Despejó los rizos de su frente sudorosa sin despegar la mejilla de las estrechas ranuras.
— ¿Qué hay de la nota de suicidio que dejó su esposo? —agregó sin reservas, ásperamente, porque el relato le había exigido demasiado.
—Aguarde un minuto; buscaré esa nota —dijo sin marcharse, aún tras el auricular.
—En vano he buscado en los anaqueles —dijo al fin, entre las respiraciones ficticias de su primera blasfemia—, pero en el cajón, donde cronológicamente se archivaban los exámenes médicos, encontré esto: la barca navega, lentamente, hacia el fondo del mar.
Recitó aquellas palabras tal como si su memoria las coligiera de una clase de gramática.

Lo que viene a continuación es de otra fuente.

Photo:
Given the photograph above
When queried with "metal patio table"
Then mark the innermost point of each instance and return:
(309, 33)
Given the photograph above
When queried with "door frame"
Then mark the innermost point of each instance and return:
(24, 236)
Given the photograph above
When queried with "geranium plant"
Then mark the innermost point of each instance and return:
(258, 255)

—No creo que haya escrito un epígrafe para encabezar su prólogo. Debe haber algo más parecido a un epílogo.
La mujer dejó vagar su permeable mirada por la alacena. Ya se estaba aburriendo de tantos tramites póstumos. Hizo algunos ruidos alrededor del auricular.
—Ya he conseguido la verdadera nota de suicidio —dijo con exaltación, como si fingiera un orgasmo bajo el peso de su finado esposo—. No me va a creer, estaba atrás del intercomunicador. Estoy segura de que es un testamento —dijo, conteniendo su primera sonrisa heredípeta.

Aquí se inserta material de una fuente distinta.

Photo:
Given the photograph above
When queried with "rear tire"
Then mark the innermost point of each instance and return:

— ¿Quiere que lea la nota? —preguntó, al cabo de su trasgresión.
—Sin duda.
—“Pero, ¿y si la escalera fuera un prisma de cristal, a la luz de qué refracciones se pueda imaginar esa misma luz? —declamaba con una amarga contrición.
El forastero despegaba su mejilla con las ranuras marcadas en los mofletes. Reculó impávido.
‘A qué podio huir, como el último refugio de un catedrático arruinado, porque qué “E” estaba detrás de su distorsionada sombra.
Mientras se tocaba la marca en los carrillos, reconoció que quizá algún integrante de su prójimo plural hubiera anticipado otra mejilla. Dio media vuelta y echó a correr. La mujer no dejaba de declamar una y otra vez como para sustraerse a una penitencia por lo demás improcedente. Cuando terminaba su interrogatorio en susurros, entró su hija Beatriz tal como la había descrito el confesor. Soltó el auricular otra vez, como si hubiera escuchado otro disparo (el verdadero disparo). Sin saberlo había expuesto a su hija al primer sacrificio de aquella fe de la que ya lo descreía todo. Se arrepintió. Derramó un par de lágrimas al ver a Beatriz, plena más allá del halo de su confusa cabellera. Se abalanzó, en sollozos, sobre su hija. La abrazó entre insepultos caricias. Besó sus labios aún húmedos por la felación matutina en el ascensor. (1)
Enfrentando a los ojos fijos con sus ojos de dolor vítreo, dejó escapar un susurro tan conmovedor como asimétrico: tu padre ha muerto...


Febrero, 2003



(1) Tales sesiones las hubiera querido compartir (siquiera un par de ellas) con su insolente hija, en un entrañable orgullo que así le fuera mutuo.